Architecture Overview
┌─────────┐
Internet ────────>│ Caddy │ :80/:443
└────┬────┘
│
┌────────────┼────────────┐
│ │ │
v v │
┌─────────┐ ┌─────────┐ │
│ web │ │ server │ │
│ :3000 │ │ :1250 │ │
└─────────┘ └────┬────┘ │
│ │
┌────┴────┐ │
│ worker │ │
│ beat │ │
└────┬────┘ │
│ │
┌──────────────┼────────────┤
│ │ │
v v v
┌───────────┐ ┌─────────┐ ┌─────────┐
│transcription│ │postgres │ │ redis │
│(gpu/cpu) │ │ :5432 │ │ :6379 │
│ :8000 │ └─────────┘ └─────────┘
└───────────┘
│
┌─────┴─────┐ ┌─────────┐
│ ollama │ │ garage │
│ (optional)│ │(optional│
│ :11435 │ │ S3) │
└───────────┘ └─────────┘
All services communicate over Docker's internal network. Only Caddy (if enabled) exposes ports to the internet.
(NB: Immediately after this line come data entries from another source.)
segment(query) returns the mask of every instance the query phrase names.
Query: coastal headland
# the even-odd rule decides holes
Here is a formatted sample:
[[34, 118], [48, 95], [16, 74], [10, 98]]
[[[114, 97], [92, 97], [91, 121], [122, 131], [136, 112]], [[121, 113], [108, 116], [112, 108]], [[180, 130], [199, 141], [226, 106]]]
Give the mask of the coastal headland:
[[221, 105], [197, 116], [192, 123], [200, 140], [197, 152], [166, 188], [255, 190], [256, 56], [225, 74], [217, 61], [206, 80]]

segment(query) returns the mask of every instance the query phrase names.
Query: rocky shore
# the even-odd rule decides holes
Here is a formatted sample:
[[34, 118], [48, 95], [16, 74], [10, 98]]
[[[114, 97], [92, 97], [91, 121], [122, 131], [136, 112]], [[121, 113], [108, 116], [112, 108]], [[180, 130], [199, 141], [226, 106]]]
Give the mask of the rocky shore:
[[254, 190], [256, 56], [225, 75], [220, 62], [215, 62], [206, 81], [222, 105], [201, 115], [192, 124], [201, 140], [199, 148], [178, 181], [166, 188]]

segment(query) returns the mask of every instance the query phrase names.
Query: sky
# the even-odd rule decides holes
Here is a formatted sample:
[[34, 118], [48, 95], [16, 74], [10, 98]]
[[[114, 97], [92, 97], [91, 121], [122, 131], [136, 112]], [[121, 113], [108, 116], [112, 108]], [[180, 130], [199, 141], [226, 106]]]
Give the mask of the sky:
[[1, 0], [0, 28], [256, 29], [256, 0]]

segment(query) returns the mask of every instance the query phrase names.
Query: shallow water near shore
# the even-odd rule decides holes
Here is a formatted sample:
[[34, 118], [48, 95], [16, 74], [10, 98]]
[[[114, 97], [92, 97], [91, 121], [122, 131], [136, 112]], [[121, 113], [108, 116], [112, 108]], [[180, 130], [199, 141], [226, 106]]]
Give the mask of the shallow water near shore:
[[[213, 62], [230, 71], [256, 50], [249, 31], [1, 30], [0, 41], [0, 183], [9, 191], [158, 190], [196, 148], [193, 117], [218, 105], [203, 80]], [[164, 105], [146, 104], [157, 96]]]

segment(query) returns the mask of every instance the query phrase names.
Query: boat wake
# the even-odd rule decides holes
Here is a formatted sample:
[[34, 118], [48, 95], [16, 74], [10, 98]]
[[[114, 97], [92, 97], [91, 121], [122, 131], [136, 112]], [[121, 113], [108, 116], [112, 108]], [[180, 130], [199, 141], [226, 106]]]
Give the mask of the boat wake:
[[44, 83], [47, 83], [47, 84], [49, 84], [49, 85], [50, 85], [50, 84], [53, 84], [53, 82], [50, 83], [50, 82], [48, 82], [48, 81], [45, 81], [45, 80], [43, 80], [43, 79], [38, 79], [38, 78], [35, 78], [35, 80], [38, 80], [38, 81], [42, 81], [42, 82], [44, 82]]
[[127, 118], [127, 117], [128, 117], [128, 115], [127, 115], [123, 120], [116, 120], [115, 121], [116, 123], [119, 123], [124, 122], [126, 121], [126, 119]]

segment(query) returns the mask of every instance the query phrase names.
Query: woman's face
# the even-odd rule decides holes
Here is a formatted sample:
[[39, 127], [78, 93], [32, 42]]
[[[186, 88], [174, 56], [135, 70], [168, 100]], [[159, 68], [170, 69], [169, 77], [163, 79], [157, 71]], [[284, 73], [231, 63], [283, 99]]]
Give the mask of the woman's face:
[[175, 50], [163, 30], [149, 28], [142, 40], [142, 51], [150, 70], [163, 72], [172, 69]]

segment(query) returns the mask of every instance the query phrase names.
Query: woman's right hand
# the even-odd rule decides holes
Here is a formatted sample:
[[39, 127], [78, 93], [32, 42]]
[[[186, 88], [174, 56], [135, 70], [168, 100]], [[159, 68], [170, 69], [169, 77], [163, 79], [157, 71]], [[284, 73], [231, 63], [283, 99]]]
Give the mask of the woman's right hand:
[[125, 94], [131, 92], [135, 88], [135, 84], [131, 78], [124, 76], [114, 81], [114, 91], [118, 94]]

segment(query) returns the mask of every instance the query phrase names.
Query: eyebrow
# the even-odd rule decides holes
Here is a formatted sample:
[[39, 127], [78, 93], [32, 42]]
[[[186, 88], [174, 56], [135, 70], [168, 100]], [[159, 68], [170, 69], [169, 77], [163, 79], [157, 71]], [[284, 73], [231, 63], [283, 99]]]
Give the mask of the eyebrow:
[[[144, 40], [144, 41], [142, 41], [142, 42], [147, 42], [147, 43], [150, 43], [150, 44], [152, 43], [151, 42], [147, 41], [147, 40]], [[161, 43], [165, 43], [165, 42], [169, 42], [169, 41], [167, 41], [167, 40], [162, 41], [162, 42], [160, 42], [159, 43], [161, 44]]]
Future Plans for the Self-Hosted Script
The following features are supported by Reflector but are not yet integrated into the self-hosted setup script and require manual configuration:
- Daily.co live rooms with multitrack processing: Daily.co enables real-time meeting rooms with automatic recording and per-participant audio tracks for improved diarization. Requires a Daily.co account, API key, and an AWS S3 bucket for recording storage. Currently not automated in the script because the worker orchestration (hatchet) is not yet supported in the selfhosted compose setup.